It seems that those haiku that have an inherently melodious quality are the most expressive and contain the most felt-depth. Robert Spiess
Experienced poets use a concentrated blend of sound and imagery to evoke an emotional response in readers. The effective use of sounds devices, such as alliteration, assonance, and consonance, can convey and reinforce the meaning, imagery, or experience of poetry, and the most important thing about using sound devices is that poets should not "call attention" to themselves by strained usage.

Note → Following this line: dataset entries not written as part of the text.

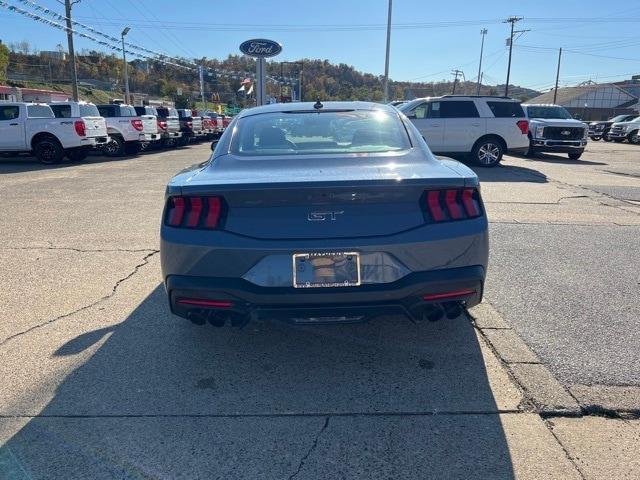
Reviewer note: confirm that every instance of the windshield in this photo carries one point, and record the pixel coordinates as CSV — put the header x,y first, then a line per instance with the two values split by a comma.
x,y
291,133
548,112
89,110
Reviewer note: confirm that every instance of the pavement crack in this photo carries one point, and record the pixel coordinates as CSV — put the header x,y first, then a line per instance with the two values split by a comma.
x,y
549,426
314,445
114,289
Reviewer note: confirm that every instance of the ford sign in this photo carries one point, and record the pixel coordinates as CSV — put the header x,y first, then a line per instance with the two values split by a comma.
x,y
260,48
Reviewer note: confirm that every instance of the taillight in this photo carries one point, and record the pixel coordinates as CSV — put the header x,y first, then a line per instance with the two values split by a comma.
x,y
452,204
194,212
81,128
523,125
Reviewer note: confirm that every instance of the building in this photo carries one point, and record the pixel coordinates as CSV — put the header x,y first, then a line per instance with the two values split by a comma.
x,y
593,101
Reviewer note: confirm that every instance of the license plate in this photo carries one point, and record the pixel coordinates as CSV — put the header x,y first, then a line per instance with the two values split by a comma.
x,y
315,270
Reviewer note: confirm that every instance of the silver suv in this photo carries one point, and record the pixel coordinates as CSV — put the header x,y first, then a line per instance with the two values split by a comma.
x,y
484,127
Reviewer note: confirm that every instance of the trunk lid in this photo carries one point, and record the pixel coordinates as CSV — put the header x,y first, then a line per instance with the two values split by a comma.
x,y
95,126
327,198
149,124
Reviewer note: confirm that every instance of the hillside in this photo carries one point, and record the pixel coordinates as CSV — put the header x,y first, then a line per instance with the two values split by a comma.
x,y
100,76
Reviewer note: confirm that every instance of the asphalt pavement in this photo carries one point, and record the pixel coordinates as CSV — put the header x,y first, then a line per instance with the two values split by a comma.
x,y
99,380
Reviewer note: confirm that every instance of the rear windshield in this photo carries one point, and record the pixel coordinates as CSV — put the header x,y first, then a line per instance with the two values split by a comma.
x,y
548,112
89,110
506,109
39,111
293,133
61,111
127,111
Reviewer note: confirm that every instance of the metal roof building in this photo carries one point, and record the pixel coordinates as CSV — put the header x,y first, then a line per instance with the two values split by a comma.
x,y
597,101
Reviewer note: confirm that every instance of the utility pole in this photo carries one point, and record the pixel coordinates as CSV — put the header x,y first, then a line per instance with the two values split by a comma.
x,y
555,92
386,61
512,21
126,70
201,75
72,54
483,32
455,79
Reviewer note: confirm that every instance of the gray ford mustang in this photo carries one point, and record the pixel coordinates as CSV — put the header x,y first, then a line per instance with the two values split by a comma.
x,y
319,213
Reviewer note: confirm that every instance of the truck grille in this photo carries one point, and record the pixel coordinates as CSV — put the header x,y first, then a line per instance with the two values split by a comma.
x,y
563,133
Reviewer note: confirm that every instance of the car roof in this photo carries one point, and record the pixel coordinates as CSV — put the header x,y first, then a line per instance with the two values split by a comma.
x,y
308,106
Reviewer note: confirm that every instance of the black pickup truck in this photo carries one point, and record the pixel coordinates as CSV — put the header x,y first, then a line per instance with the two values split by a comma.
x,y
190,126
600,130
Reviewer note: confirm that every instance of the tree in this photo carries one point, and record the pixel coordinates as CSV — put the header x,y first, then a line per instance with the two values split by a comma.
x,y
4,62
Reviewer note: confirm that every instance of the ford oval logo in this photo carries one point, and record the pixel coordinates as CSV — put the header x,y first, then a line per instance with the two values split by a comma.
x,y
260,48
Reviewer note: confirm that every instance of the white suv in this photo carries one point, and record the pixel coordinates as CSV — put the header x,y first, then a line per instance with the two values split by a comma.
x,y
483,126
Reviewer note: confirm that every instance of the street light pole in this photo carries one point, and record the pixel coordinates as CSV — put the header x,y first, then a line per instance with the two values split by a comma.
x,y
72,54
483,32
126,71
386,61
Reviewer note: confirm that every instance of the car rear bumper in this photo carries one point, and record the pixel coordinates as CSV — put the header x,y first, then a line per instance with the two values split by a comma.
x,y
409,295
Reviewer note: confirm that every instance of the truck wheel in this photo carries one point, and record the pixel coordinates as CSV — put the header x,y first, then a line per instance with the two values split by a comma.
x,y
49,151
114,147
487,152
132,148
77,154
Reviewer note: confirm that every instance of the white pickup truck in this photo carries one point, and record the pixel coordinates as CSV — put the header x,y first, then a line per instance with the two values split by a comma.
x,y
33,128
127,130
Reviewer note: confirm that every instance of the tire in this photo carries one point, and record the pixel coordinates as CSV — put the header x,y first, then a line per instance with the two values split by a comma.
x,y
49,151
132,148
77,154
114,147
634,137
487,152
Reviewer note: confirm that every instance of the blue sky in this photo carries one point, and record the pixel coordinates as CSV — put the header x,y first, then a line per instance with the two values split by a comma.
x,y
429,38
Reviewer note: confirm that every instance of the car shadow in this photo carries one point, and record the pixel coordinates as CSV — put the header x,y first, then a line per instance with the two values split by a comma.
x,y
25,163
551,158
161,397
509,173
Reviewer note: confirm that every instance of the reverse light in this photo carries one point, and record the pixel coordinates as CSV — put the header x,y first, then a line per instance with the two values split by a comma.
x,y
80,127
194,212
452,204
523,125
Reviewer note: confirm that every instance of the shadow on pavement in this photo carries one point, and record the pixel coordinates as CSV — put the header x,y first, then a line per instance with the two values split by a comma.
x,y
510,173
163,398
562,159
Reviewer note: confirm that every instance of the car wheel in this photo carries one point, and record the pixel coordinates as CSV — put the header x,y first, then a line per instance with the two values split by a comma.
x,y
132,148
77,154
634,137
49,151
488,153
114,147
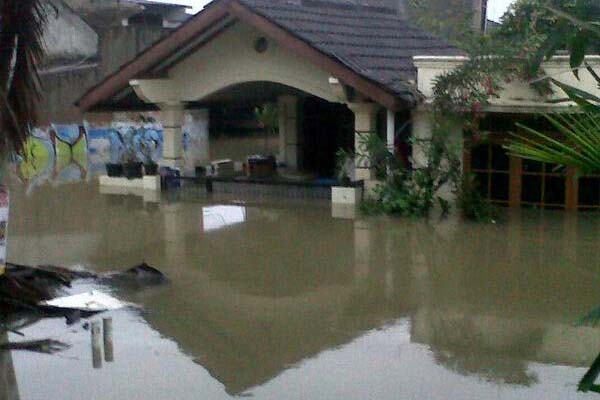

Below are the examples of haiku in which alliteration is effectively employed:
The life behind the one
I think I‘m living --
daylily pollen in wind
Marjorie Buettner's comment: ...The alliteration and rhythm of the first two lines complement the action evident in the third line. Both sections of this haiku reflect each other in a deep and resonate way. What is the life behind the one we think we are living? What a deeply felt introductory line which touches the heart immediately. The concluding third line completes the haiku with an image of resonating depth: daylily pollen in wind. It is not just any pollen but daylily pollen that blooms for only one day....
the swallow swoops
barely rippling the canal’s surface
-- perfect kill
Jared Stahl's Comment: The first line, “the swallow swoops,” is a great opener. The alliteration of the ‘SW’s’ works really well in helping to visualize the bird fly down to catch its prey....
hole in the stone wall
a perfect frame
Nathaniel B. Gach
Ruth Yarrow's Comment: The "aw" alliteration in "autumn afternoon" and the "oh" sounds in "hole in the stone wall" are a perfect frame for the feeling of appreciating beautify that pervades this haiku.